Dana Oshiro, Build Profit Not DMCA Suits: YouTube and the Wedding March, ReadWriteWeb, July 30, 2009.

Books on Tap: A New Twist on Print on Demand

According to an article in the April 24 issue of the Guardian, it’s now possible to have a machine print you “any of 500,000 titles while you wait.”

On Demand Books, the manufacturers of the Espresso Book Machine, known to its friends as EBM, call their device “an ATM for books.” The brochure and spec sheet for the device claims that EBM “can automatically print, bind, and trim on demand at point of sale perfect-bound library-quality paperback books with 4-color covers … in minutes for a production cost of a penny a page.” The brochure mentions that EBM has a “strategic alliance” with major book distributor Ingram Book Group.

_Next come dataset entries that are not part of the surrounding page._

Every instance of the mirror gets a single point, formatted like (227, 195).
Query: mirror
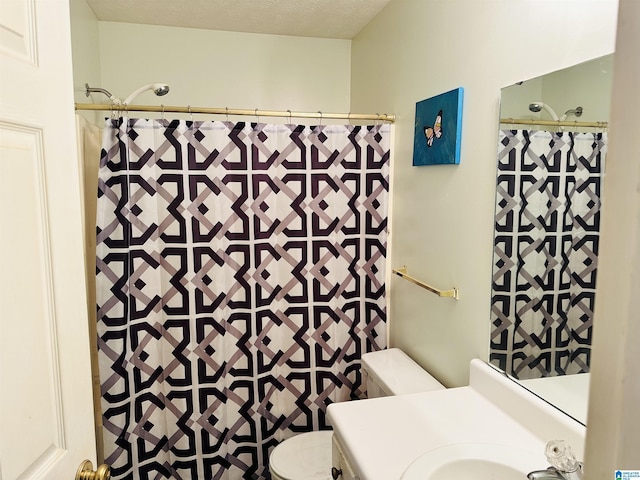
(551, 155)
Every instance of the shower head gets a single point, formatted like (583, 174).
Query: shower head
(159, 89)
(574, 111)
(89, 90)
(539, 106)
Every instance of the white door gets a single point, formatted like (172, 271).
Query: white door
(46, 416)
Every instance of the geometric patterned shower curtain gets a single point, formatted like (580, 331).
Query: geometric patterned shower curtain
(546, 251)
(240, 278)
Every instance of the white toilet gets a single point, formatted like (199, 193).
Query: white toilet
(308, 456)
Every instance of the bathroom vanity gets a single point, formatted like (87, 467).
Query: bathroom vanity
(379, 439)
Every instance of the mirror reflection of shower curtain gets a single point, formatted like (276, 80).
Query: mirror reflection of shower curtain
(240, 277)
(546, 251)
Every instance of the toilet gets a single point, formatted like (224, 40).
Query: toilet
(307, 456)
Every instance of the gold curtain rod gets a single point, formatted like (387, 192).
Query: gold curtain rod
(402, 273)
(382, 117)
(553, 123)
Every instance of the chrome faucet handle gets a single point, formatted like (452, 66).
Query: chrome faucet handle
(550, 473)
(562, 458)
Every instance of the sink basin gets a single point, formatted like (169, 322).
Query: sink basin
(474, 461)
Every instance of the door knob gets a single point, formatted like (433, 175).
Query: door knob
(86, 472)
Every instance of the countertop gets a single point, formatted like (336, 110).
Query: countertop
(382, 436)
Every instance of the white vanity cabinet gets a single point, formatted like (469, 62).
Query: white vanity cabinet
(378, 439)
(341, 467)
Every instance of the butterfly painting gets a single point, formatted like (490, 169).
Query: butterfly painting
(438, 129)
(435, 131)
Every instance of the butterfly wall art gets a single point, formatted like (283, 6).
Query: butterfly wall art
(438, 129)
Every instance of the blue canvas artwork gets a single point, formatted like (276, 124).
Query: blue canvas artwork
(438, 129)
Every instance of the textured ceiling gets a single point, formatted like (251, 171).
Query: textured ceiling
(306, 18)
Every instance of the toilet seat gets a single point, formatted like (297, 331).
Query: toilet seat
(303, 457)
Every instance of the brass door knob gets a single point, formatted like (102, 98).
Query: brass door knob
(86, 472)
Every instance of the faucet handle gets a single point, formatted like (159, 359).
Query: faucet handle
(560, 456)
(549, 474)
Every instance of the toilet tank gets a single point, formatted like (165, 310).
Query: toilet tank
(392, 372)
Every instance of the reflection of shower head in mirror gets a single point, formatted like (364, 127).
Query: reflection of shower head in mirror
(159, 89)
(538, 106)
(574, 111)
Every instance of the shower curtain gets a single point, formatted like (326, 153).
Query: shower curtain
(240, 277)
(546, 251)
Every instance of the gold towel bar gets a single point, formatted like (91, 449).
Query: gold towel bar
(402, 272)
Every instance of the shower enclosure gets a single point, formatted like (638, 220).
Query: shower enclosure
(240, 277)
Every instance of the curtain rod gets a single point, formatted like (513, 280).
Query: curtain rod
(552, 123)
(383, 117)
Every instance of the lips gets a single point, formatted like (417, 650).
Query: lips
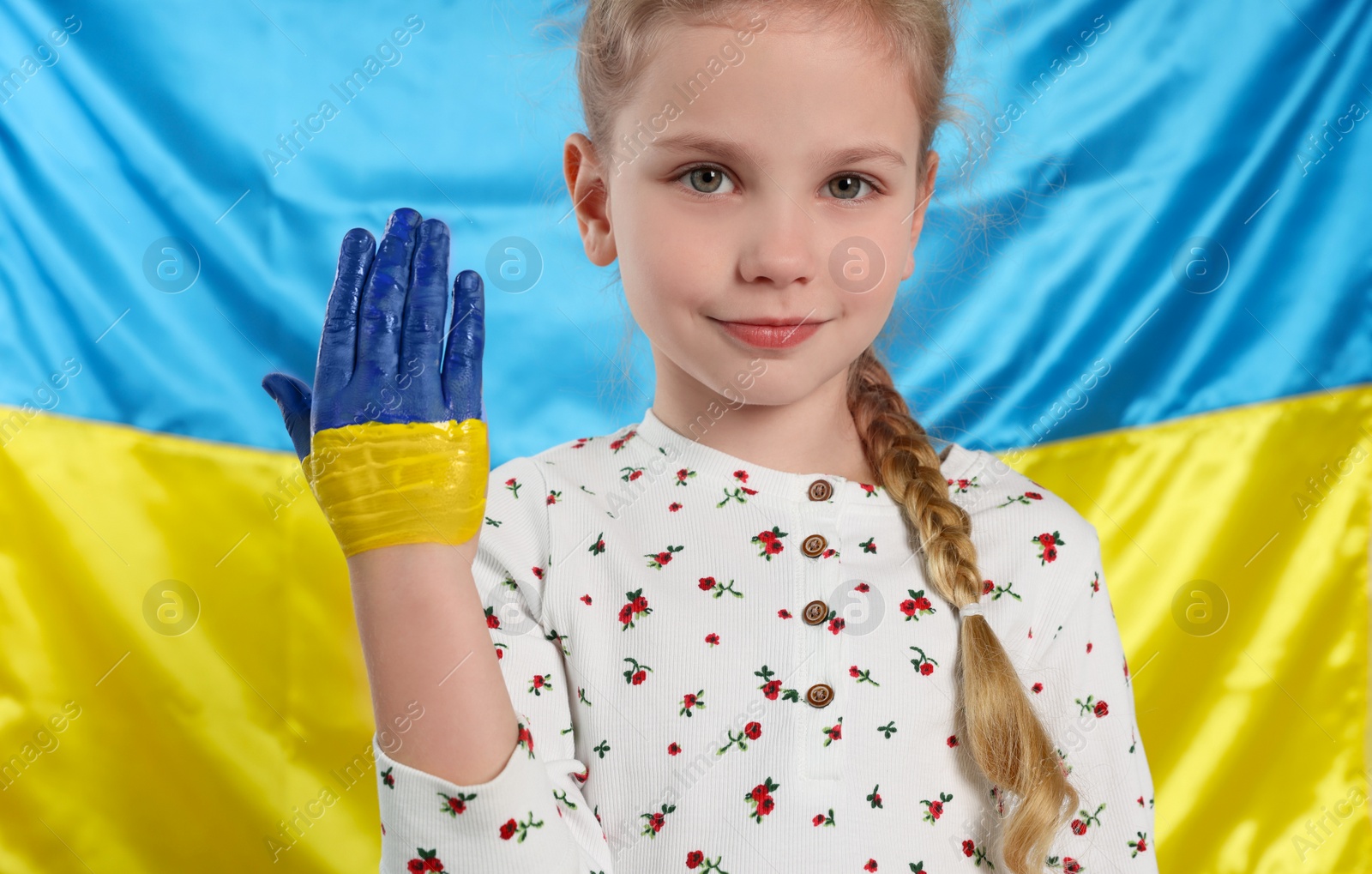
(772, 334)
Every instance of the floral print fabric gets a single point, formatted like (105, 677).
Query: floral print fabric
(722, 667)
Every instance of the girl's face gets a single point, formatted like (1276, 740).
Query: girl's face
(772, 181)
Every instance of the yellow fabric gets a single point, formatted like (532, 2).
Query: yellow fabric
(1260, 727)
(388, 483)
(182, 610)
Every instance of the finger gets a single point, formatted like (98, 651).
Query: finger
(422, 336)
(382, 309)
(338, 343)
(466, 342)
(292, 398)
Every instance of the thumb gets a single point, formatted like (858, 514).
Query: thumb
(292, 397)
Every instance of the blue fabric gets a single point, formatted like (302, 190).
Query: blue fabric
(1062, 308)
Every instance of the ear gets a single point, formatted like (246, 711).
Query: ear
(926, 191)
(590, 199)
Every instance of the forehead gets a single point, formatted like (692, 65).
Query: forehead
(795, 89)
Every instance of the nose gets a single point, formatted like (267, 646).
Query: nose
(779, 242)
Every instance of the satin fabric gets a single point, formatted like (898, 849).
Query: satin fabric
(231, 730)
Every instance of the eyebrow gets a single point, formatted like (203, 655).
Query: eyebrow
(731, 151)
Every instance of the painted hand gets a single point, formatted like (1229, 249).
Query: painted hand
(393, 435)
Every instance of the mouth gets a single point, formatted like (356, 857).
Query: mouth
(770, 332)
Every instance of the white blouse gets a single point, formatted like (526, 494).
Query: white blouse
(724, 667)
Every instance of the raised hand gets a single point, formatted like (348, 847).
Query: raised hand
(393, 434)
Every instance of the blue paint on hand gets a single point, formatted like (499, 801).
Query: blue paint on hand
(382, 352)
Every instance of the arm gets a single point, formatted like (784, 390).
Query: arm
(532, 814)
(420, 617)
(393, 439)
(1087, 702)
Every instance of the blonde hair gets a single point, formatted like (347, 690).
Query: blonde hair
(1002, 732)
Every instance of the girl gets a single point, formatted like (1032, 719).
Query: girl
(767, 627)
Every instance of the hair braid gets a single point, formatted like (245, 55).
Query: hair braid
(1003, 733)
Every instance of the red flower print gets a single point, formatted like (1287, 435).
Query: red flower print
(1098, 708)
(923, 663)
(637, 608)
(659, 560)
(1049, 545)
(637, 672)
(456, 805)
(834, 732)
(1140, 846)
(917, 606)
(770, 541)
(656, 821)
(761, 800)
(711, 585)
(935, 809)
(692, 702)
(427, 860)
(772, 688)
(514, 826)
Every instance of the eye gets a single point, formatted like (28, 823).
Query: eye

Print on demand (POD) publishing has been around for a while now, with companies such as Cafe Press and Lulu.com, among others, giving ordinary people a chance to publish and distribute their books of memoirs, poetry, scholarly research, artwork, or just about anything. The EBM itself has been in use since 2007, though primarily in libraries and bookstores.

EBM offers access to 500,000 titles, with plans to offer “nearly two million titles.” Google Book Search already offers online access to over two million books.

Thanks to my friends at Sonoma State University Library for the pointer to this article.

Sources

Alison Flood, Revolutionary Espresso Book Machine Launches in London, Guardian, April 24, 2009.
Espresso Book Machine 2.0 brochure and spec sheet and FAQ, On Demand Books, 2009.

Get Your Fresh Documentary Film at SnagFilms.com

At SnagFilms.com, you can choose from more than 550 documentary films to view. If you’d like to promote one of them, you can use a SnagFilms widget to host the film on your own web site, blog, or Facebook page.

The PDF media kit lists the SnagFilms executive team as Ted Leonsis, former vice chairman of AOL; Steve Case, former chair and CEO of AOL; and Rick Allen, former CEO of National Geographic Ventures and of Discovery.

The media kit conveniently asks: “What is SnagFilms’ business model?”

The answer: “SnagFilms pays out to the rights holders an equal share of advertising earned from streaming their film on the SnagFilms web site, via a SnagFilms virtual movie theater widget, or a SnagFilms distribution partner. Additional revenue for the rightsholder is earned from links to buy the DVD or pay to download.”

Among the current list of most discussed documentaries are Super Size Me, a journey into fast food; Paper Clips, about schoolchildren in Tennessee who collected six million paper clips as part of a project to understand the magnitude of the Holocaust; and In Debt We Trust, about the stranglehold of credit-card debt on U.S. consumers.

SnagFilms makes liberal use of banner ads and short ads that play before the feature you select. But perhaps access to these films makes the price of admission worthwhile.

Source

Allison Takeda and Jonathan Witherspoon, Parade Picks: Websites, Parade Magazine, April 5, 2009, p. 19.

SF Chronicle: Google Maps and Earth

Journalist Verne Kopytoff of the San Francisco Chronicle had two articles related to Google Maps and Earth in the March 30, 2009, issue.

In Google Carves Out Its Corner, Kopytoff looks closely at Google Maps and Earth and talks with John Hanke, formerly of satellite-mapping service Keyhole.

A related piece, Mappers Give Critical Eye to Aerial Images, discusses some of the issues that Google’s mapping team faces. What appears on your screen as a single satellite image is a compilation of many images taken at different times. And there are concerns about giving too much detail: “In some cases, Google is asked by government officials to blur aerial images of sensitive buildings … for security reasons.”